بَلْ نَقْذِفُ بِالْحَقِّ عَلَى الْبَاطِلِ فَيَدْمَغُهُ [Bilakis hakkı batılın üzerine atarız da onun beynini parçalar.] cümlesinde istiare-i temsiliyye vardır. Burada hak sert bir şeye, batıl ise yumuşak bir şeye benzetilmiş; temsil yoluyla قذف /atmak ve دمغ /beynine vurmak kelimeleri, hakkın batıla galip geldiğini ifade etmek için müstear olarak kullanılmıştır. Sanki sert bir cisim, batılın dimağına atılarak vurulmuş ve onu yarmıştır. Bu ifadede, batılı yok etme hususunda güzel bir vurgu sanatı vardır. (Safvetü’t Tefasir, Fahreddin er-Râzî)
فَاِذَا هُوَ زَاهِقٌۜ cümlesi, şart ve zaman zarfı اِذَا ’nın dahil olduğu isim cümlesidir. İsim cümlesine dahil olduğunda اِذَا, müfâcee harfi olur.

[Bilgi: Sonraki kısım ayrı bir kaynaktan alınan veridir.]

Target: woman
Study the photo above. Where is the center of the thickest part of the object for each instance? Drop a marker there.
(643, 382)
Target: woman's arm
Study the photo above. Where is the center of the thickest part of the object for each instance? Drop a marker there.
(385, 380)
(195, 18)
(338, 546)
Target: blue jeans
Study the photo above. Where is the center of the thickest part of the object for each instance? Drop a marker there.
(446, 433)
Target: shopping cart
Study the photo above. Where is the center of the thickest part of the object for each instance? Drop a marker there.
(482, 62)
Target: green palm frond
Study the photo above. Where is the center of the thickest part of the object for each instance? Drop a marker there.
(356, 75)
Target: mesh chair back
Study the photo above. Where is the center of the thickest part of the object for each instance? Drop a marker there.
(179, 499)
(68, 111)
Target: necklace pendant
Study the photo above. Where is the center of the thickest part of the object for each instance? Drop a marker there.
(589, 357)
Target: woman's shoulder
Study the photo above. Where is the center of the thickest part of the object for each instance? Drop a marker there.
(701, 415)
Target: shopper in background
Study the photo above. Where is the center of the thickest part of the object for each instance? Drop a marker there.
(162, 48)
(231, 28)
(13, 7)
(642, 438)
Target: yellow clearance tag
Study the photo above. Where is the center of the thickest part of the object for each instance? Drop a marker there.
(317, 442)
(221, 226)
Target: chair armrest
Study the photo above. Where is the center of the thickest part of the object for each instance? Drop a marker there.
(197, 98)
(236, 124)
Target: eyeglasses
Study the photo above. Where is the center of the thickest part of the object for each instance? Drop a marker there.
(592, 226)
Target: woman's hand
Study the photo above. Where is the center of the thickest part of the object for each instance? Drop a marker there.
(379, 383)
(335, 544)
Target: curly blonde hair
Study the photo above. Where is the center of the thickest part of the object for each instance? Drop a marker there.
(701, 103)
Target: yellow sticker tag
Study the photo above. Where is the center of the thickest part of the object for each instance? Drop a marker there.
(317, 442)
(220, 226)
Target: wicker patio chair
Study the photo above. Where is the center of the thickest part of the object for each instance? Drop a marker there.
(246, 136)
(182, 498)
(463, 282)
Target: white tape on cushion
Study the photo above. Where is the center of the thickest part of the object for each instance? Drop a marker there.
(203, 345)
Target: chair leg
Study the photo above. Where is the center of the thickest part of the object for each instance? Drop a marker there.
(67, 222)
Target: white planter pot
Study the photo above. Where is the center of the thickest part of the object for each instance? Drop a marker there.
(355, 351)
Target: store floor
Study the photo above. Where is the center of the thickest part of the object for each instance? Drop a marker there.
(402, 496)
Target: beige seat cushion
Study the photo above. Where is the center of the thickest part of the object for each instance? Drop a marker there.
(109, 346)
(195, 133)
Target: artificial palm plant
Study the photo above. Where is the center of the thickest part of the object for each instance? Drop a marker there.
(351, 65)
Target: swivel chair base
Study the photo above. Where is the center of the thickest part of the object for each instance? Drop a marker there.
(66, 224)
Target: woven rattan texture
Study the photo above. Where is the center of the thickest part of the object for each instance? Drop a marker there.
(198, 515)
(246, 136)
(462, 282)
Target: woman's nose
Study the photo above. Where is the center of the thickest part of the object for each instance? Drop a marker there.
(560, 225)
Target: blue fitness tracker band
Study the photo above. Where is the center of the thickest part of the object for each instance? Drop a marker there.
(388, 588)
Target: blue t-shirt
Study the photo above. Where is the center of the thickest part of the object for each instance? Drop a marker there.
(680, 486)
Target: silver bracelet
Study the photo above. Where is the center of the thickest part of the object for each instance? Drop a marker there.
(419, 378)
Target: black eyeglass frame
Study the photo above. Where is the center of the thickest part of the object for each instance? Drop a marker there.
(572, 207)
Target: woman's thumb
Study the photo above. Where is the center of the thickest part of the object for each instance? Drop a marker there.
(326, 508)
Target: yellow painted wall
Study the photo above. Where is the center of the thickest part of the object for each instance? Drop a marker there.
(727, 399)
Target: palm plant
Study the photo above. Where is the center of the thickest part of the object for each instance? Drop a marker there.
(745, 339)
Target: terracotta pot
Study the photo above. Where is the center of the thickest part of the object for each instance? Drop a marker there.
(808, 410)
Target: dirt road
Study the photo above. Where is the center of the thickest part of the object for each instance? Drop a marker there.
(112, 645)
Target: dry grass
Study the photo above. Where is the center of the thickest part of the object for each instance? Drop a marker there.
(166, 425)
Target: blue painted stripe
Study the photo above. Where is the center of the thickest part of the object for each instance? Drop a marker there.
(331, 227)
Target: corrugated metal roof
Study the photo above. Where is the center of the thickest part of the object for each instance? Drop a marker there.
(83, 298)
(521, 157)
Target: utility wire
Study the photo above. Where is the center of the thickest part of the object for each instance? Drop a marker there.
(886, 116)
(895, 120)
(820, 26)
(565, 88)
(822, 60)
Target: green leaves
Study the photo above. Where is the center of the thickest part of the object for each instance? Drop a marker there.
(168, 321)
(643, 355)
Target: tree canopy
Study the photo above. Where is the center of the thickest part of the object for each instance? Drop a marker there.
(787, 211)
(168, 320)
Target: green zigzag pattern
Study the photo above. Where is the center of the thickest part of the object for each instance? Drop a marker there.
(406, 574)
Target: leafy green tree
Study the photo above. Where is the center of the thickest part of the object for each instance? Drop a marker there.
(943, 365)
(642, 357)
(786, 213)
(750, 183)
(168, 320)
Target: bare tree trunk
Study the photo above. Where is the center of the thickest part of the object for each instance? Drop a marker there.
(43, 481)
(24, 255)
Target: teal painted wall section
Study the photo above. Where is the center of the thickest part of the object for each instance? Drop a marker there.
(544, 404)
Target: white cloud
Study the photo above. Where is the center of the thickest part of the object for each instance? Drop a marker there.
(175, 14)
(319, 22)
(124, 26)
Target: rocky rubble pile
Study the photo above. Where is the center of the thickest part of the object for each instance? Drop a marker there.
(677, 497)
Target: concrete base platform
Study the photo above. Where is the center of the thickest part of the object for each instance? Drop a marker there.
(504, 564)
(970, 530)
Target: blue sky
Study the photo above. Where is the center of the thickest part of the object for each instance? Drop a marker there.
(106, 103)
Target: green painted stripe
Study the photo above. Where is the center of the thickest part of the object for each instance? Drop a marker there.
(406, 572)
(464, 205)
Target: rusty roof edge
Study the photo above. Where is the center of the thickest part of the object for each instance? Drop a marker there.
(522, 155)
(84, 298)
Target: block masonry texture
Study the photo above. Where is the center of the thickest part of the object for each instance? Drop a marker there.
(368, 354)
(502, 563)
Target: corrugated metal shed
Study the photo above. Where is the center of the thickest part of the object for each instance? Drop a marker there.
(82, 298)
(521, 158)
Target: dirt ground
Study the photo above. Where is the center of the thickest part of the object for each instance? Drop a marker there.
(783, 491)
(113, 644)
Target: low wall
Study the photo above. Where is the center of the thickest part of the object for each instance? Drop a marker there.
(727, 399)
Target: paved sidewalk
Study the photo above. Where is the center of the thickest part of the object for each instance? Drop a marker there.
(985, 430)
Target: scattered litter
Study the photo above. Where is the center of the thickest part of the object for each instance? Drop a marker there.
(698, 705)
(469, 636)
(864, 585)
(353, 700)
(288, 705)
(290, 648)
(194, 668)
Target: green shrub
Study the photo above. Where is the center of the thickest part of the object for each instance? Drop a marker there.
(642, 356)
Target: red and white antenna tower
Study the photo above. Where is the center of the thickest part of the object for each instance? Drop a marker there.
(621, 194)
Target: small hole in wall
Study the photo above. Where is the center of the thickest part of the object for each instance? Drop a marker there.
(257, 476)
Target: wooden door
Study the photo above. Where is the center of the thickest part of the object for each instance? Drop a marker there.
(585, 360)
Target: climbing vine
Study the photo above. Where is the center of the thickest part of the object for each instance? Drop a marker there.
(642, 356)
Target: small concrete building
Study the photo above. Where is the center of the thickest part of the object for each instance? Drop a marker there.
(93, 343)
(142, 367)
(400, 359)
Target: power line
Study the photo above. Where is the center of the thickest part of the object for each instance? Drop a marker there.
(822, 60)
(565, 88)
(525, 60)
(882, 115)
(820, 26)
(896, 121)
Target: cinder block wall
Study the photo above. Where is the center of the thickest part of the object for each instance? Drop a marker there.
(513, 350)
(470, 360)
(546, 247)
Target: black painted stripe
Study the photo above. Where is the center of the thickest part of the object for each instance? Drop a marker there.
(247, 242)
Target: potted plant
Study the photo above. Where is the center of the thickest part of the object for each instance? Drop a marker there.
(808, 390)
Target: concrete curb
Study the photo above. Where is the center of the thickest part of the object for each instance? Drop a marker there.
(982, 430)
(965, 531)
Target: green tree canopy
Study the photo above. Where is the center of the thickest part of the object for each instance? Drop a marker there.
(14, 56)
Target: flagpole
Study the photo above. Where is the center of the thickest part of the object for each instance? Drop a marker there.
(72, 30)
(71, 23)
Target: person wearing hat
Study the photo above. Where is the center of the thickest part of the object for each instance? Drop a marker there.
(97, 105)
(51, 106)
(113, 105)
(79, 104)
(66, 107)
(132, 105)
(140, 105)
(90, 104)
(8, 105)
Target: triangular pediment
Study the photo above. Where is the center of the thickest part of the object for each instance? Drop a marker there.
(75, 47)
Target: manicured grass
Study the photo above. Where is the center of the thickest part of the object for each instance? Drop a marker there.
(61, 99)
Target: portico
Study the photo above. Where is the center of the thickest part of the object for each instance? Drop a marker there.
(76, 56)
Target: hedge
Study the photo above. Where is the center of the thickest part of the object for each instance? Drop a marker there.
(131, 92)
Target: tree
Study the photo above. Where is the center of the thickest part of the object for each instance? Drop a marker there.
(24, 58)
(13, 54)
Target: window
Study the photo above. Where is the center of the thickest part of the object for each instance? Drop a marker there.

Aniden, birdenbire anlamları verir.
Faide-i haber ibtidaî kelam olan cümle sübut ve istimrar ifade eder. Müsned olan, ism-i fail kalıbında gelmiştir. Bunun manası, batılın yok olmasının sabit olduğu, batılla yok oluşun ayrılmadığıdır.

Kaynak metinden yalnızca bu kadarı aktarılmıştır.